Pluto central in battle of the planets

Leading astronomers are to vote on a proposal that would redefine what a planet is and could see the demotion of Pluto.

The planet club in the solar system could be reduced to eight

About 2,500 astronomers from 75 countries are in Prague for the annual assembly of the International Astronomical Union and on Thursday they could condemn Pluto, discovered in 1930 and the most recent addition to the solar system, to the status of a “dwarf”.

The IAU was looking to retain Pluto’s planetary status and bring in a further three similar-sized celestial bodies into the solar system, the new members being known as “Plutons”, meaning an object like Pluto.

The rationale was their initial draft definition of a planet: Any object larger than nearly 800km in diameter that orbits the sun, has a mass roughly one-12,000th that of Earth and has enough self-gravity to pull itself into a round shape.

Heated debate

However, that proposal appears to have been dropped under pressure from opponents, and Earth’s neighbourhood could officially shrink to eight planets from the traditional nine.

Junichi Watanabe, a Japanese astronomer and a member of the IAU’s planet definition committee, said: “There would be only eight planets, plus the dwarf planets.”

After days of often heated debate, scientists opposing the proposal won some key concessions.

A planet, they insist, must be the dominant object in its area.
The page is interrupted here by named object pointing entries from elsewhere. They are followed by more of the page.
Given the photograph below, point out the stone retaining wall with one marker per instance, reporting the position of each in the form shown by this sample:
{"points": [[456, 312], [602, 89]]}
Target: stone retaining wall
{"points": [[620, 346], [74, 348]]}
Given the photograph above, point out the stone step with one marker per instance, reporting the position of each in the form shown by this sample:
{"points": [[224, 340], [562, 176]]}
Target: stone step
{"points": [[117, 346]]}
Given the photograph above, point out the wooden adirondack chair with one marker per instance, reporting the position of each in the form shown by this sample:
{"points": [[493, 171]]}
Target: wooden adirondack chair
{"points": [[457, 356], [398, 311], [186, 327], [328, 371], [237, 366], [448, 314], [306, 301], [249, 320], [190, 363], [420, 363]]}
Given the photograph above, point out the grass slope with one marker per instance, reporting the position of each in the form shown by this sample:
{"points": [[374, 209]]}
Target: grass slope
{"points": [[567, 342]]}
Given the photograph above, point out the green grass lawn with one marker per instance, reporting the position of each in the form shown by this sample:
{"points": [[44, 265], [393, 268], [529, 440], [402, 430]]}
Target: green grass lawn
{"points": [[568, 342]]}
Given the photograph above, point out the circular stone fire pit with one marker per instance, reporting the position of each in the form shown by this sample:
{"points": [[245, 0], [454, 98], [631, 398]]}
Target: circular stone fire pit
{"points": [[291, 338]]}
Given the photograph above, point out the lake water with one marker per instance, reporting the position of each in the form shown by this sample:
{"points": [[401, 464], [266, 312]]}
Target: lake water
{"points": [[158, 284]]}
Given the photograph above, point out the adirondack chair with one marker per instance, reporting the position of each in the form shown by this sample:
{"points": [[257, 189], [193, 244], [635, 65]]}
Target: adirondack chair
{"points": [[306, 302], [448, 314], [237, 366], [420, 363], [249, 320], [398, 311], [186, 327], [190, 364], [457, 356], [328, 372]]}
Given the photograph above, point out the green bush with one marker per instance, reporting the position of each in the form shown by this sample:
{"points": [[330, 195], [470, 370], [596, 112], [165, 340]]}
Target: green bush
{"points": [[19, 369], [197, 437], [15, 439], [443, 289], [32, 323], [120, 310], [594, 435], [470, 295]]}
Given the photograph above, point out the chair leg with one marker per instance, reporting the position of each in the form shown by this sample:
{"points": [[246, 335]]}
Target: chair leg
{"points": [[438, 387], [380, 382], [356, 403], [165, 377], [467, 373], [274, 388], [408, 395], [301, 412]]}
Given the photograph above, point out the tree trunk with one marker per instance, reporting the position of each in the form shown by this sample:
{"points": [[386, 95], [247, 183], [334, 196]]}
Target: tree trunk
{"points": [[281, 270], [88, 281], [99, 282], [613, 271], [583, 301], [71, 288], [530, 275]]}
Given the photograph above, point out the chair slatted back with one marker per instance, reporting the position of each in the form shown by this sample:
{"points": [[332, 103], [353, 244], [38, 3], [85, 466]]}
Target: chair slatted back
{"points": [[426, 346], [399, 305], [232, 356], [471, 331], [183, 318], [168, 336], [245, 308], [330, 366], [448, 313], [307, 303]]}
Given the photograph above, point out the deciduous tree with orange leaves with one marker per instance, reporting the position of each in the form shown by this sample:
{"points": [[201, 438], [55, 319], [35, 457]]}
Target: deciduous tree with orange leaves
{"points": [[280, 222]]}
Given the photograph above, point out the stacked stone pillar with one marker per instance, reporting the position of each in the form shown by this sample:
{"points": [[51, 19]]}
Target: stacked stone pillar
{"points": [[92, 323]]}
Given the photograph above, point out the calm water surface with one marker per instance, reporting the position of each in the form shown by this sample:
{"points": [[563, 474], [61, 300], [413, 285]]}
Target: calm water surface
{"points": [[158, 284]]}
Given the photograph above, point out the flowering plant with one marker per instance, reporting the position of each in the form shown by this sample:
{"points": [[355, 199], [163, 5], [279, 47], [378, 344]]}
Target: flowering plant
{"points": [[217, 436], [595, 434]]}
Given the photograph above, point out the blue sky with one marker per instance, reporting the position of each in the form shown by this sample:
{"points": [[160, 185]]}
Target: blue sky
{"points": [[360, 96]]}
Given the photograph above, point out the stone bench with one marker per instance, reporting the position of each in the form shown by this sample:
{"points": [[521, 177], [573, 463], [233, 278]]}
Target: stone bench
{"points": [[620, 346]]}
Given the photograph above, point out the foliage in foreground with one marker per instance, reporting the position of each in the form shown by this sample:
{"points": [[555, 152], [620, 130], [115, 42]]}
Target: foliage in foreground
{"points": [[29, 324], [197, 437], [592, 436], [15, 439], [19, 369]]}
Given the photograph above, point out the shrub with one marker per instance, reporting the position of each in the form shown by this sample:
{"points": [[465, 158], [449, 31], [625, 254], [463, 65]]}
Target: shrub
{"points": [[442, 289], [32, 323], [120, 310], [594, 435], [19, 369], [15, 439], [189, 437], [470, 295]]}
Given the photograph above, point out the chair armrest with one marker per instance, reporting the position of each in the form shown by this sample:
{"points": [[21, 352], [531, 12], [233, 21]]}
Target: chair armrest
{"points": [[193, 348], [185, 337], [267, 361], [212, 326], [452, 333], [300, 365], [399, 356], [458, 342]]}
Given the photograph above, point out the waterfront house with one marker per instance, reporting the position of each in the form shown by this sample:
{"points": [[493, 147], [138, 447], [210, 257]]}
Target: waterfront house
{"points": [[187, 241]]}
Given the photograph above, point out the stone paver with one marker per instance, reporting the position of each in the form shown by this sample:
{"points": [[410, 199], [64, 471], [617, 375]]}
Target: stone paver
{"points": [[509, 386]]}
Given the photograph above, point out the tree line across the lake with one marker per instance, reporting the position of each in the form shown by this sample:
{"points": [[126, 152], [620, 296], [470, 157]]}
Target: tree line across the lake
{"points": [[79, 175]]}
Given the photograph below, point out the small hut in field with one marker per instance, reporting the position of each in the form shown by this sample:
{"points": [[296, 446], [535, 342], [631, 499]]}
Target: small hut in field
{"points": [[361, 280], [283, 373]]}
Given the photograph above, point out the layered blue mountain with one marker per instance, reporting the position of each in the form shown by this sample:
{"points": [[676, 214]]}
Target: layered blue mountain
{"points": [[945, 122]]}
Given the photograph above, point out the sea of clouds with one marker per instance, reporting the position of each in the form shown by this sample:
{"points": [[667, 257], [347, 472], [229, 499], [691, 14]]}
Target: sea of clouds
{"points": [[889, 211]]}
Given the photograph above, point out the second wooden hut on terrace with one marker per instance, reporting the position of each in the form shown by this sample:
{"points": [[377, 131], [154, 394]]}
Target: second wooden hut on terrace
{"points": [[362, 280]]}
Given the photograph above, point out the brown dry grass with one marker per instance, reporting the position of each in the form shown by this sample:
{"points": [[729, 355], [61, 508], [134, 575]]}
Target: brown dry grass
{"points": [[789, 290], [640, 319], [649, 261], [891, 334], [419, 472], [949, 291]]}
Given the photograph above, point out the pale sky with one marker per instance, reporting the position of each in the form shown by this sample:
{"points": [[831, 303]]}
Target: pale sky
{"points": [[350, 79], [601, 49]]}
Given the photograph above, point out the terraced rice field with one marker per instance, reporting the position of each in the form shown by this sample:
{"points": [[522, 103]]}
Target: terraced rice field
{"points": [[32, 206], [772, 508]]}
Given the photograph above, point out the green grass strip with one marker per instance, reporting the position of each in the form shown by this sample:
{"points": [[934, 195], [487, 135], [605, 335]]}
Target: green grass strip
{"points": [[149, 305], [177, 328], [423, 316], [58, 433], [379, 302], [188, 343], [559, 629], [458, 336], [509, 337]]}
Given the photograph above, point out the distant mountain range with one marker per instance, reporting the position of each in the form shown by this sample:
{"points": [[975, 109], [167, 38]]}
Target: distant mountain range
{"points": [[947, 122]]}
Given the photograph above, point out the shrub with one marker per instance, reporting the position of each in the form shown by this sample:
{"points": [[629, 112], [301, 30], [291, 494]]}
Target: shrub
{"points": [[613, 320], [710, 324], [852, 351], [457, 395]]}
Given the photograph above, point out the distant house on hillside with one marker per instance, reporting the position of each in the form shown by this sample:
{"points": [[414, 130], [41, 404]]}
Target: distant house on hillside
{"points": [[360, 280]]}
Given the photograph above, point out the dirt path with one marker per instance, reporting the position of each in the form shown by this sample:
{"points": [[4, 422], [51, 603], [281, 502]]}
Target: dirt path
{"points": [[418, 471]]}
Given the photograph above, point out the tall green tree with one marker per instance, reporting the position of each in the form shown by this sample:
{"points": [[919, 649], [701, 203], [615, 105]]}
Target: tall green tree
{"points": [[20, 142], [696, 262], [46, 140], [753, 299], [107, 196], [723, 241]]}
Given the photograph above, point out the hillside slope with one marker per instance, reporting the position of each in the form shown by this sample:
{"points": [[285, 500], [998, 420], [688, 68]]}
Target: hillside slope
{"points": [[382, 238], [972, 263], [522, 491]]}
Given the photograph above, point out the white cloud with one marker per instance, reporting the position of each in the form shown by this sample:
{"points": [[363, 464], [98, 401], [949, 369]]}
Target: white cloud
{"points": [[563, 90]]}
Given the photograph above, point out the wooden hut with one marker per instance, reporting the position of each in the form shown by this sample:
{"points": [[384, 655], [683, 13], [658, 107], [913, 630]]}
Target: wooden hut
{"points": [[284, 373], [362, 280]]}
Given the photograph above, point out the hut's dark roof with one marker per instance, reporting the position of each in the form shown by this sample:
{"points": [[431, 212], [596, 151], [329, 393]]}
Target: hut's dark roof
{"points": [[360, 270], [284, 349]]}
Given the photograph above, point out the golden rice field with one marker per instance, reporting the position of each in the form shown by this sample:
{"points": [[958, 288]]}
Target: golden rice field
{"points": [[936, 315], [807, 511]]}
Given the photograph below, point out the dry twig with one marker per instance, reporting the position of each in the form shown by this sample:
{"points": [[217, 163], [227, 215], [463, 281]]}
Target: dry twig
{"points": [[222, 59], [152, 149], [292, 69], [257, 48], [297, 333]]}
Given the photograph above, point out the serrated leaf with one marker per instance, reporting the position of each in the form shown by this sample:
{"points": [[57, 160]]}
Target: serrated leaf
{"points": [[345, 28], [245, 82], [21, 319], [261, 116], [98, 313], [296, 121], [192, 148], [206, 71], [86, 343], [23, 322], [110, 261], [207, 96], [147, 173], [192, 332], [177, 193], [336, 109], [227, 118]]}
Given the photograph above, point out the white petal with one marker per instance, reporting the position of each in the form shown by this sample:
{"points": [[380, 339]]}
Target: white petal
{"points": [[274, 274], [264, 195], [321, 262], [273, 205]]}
That would draw a sharp distinction between the eight “classical planets” and Pluto, which would be known as a “dwarf planet”.

Verdict

Pluto’s largest moon, Charon, the asteroid Ceres, which was a planet in the 1800s before it got demoted, and a recently discovered object known as 2003 UB313 and nicknamed Xena, also would be dwarfs.

The precise wording of the definition remained a work in progress on Wednesday.

However, if astronomers agree that a planet must have “orbital dominance” in its own neighbourhood, the new guidelines would eliminate Pluto and the trio of tentative candidates as proper planets.